José Rafael Trozzo, o presidente do BIR, era a voz de apoio ao regime
entre o empresariado mais saliente, e Luis Alberto Oddone, dono do banco
que levava seu sobrenome, chegou mesmo a custear do próprio bolso a
fortuna de US$ 700 mil (valores de 1976) pagos à agências internacionais
de relações públicas e lobby para que propagandeassem os feitos do novo
regime argentino. Trozzo, avisado por um general camarada, fugiu para
Miami. Oddone resolver peitar Martinez de Hóz e passou longa temporada
numa masmorra nos arredores de Buenos Aires.
Mais curioso foi o final do banqueiro Ruben Beraja, do Banco Mayo,
presidente da DAIA (Delegación de Asociaciones Israelitas Argentinas) e
destacado membro da corte de Menem, nos anos infames do neoliberalismo
platino. Diante de uma fraude monstruosa, um rombo que atravessava a
casa das centenas de milhões de dólares, o BCRA (o Banco Central de lá)
simplesmente decretou a liquidação do Mayo. Beraja se encontrava em
Washington, como feliz e prestigiado integrante da comitiva do
presidente Carlos Menem.

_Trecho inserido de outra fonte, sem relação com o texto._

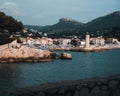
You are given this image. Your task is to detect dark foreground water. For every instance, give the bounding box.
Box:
[0,49,120,90]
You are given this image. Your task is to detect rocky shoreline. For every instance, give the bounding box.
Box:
[49,45,120,52]
[2,74,120,96]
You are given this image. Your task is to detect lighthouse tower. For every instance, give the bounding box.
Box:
[85,32,90,48]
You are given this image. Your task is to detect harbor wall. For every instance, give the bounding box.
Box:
[5,74,120,96]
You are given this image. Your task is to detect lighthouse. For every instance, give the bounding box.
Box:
[85,32,90,48]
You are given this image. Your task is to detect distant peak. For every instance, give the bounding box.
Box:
[59,18,78,22]
[112,11,120,16]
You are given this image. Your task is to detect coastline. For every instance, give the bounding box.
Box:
[3,74,120,96]
[49,45,120,52]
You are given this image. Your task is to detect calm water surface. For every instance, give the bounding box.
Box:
[0,49,120,90]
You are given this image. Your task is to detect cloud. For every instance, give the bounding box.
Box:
[0,2,21,15]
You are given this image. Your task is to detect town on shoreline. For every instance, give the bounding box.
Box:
[0,28,120,63]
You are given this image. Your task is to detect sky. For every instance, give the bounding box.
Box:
[0,0,120,26]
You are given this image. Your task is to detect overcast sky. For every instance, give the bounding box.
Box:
[0,0,120,26]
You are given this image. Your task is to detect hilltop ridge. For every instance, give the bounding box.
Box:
[25,11,120,37]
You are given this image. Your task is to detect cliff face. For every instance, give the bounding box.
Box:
[0,41,57,63]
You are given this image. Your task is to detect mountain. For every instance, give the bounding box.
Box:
[0,12,23,33]
[84,11,120,31]
[24,11,120,38]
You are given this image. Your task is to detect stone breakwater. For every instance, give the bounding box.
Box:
[0,41,59,63]
[3,74,120,96]
[49,45,120,52]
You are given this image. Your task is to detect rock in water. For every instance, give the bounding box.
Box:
[61,53,72,60]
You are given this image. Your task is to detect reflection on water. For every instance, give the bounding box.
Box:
[0,49,120,90]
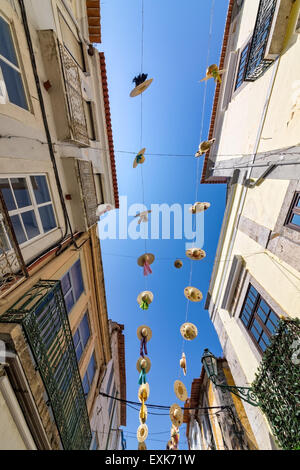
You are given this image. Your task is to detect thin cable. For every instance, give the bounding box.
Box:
[179,0,215,362]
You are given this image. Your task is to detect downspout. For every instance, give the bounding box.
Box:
[105,391,118,450]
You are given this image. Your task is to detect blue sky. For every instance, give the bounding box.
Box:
[100,0,228,450]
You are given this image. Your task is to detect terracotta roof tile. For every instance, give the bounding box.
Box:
[99,52,119,209]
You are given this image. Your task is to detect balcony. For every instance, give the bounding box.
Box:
[0,281,92,450]
[245,0,293,81]
[0,191,28,298]
[252,319,300,450]
[38,30,89,146]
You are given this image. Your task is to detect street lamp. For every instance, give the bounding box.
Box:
[201,349,259,406]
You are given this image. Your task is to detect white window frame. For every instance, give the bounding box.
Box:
[0,14,30,111]
[0,173,58,249]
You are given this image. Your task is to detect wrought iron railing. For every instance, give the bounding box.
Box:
[0,281,92,450]
[59,44,89,145]
[252,319,300,450]
[245,0,278,81]
[0,191,28,297]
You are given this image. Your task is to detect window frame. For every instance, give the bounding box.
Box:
[284,191,300,232]
[239,282,279,355]
[0,173,58,251]
[60,258,85,314]
[0,12,31,112]
[233,34,253,95]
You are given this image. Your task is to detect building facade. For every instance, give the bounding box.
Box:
[184,358,257,450]
[0,0,119,449]
[92,320,126,450]
[201,0,300,449]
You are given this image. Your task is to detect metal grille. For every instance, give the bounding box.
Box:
[59,44,89,145]
[0,281,92,450]
[245,0,278,81]
[252,319,300,450]
[0,191,28,298]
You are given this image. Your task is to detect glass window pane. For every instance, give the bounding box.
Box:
[291,214,300,227]
[76,343,83,362]
[79,314,90,347]
[0,16,18,66]
[39,204,56,233]
[61,273,71,295]
[0,222,10,255]
[10,178,32,208]
[10,215,27,245]
[30,175,51,204]
[21,211,40,240]
[0,178,16,211]
[71,260,84,300]
[73,329,80,348]
[0,59,28,109]
[82,374,90,397]
[87,354,96,386]
[65,291,75,313]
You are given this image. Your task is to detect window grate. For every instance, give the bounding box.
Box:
[0,281,92,450]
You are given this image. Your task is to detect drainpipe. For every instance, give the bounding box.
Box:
[105,391,118,450]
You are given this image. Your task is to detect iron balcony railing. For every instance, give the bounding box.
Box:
[0,191,28,298]
[0,281,92,450]
[245,0,278,81]
[252,319,300,450]
[59,43,89,145]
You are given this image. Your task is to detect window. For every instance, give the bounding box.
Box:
[82,353,96,397]
[59,13,85,70]
[235,39,252,90]
[90,431,99,450]
[0,16,28,109]
[0,175,57,249]
[240,284,279,352]
[284,191,300,232]
[73,312,91,362]
[61,259,84,313]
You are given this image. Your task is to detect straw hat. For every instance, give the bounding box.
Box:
[179,353,186,375]
[174,380,188,401]
[170,403,183,428]
[174,259,183,269]
[189,202,210,214]
[133,148,146,168]
[129,78,153,98]
[139,405,148,424]
[138,442,147,450]
[136,325,152,342]
[195,139,216,157]
[184,286,203,302]
[138,383,150,403]
[136,356,151,374]
[138,253,155,266]
[136,424,148,442]
[180,323,198,341]
[137,290,153,305]
[200,64,225,83]
[185,248,206,260]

No hall do hotel, a caminho da Casa Branca,
Carlos Korach, mafioso chefe-de-gabinete da Casa Rosada, o desconvida na
frente dos presentes e lhe dá com crueza a notícia do estouro de seu
banco: “Te jodeste, hermano”. Nem sempre a proximidade com o poder e a
intimidade com os poderosos consegue segurar um banco quebrado. Dinheiro
é coisa séria.
Ricardo Espirito Santo Salgado comandou por muitos com mão-de-ferro o
banco que leva o sobrenome da família materna. Ganhou o popular apelido
de “o-dono-disto-tudo” e recebia presidentes, primeiros-ministros e
autoridades monetárias em sua deslumbrante casa nos arredores de Lisboa,
talvez uma das mais lindas da Europa. Elegante e arrogante, impôs-se na
política portuguesa, na de Moçambique, na de Angola e, também, recebeu
Marcos Valério e uns sôfregos emissários do delator Roberto Jefferson,
então influente dono do PTB, para negociações mirabolantes acerca de
aplicações das reservas do tesouro brasileiro. Que, é claro, jamais
foram feitas.
O sólido banco de Ricardo E. S. Salgado não era tão sólido quanto
parecia, e seu espírito como banqueiro estava longe de ser santo. Hoje,
depois de apeado da presidência do antigo colosso lusitano, espera em
prisão domiciliar a decisão da Justiça sobre propinas pagas, propinas
recebidas, desvios de fundos e balancetes dignos de Ionesco. Não sem
antes ter deixado nas burras do tesouro a bagatela de três milhões de
euros - valor arbitrado como fiança pelo direito de não ir (por
enquanto) mofar num cárcere lisboeta qualquer. Sabe o que aconteceu ao
ex-dono-disto-tudo? Encontrou pela frente um primeiro-ministro corajoso,
um ministro da Fazenda sério e um juiz imparcial. O futuro do
ex-banqueiro que comandou governos e tratava dignatários por “tu” não é
nada alvissareiro.
Voltemos ao patropi.
Ângelo Calmon de Sá despachava em histórico edifício na Cidade Baixa, em
Salvador, sede do então centenário Banco Econômico. Não fitava as
pessoas, mal as cumprimentava e um dos seis elevadores estava
permanentemente interditado. Só o “doutor Ângelo” podia usá-lo. Estava
em Paris, numa suíte do George V, tomando champanhe Cristal Rosé Brut
Imperial com dona Ana Maria, mas o “seu” elevador, lá no centro
histórico lindo e fétido de nossa primeira capital, estava fechado aos
mortais. Ele era uma semidivindade baiana. Não estava entronizado no
altar da Igreja do Bonfim nem flutuava entre os imensos Orixás do genial
escultor Tati Moreno nas águas escuras do Dique do Tororó.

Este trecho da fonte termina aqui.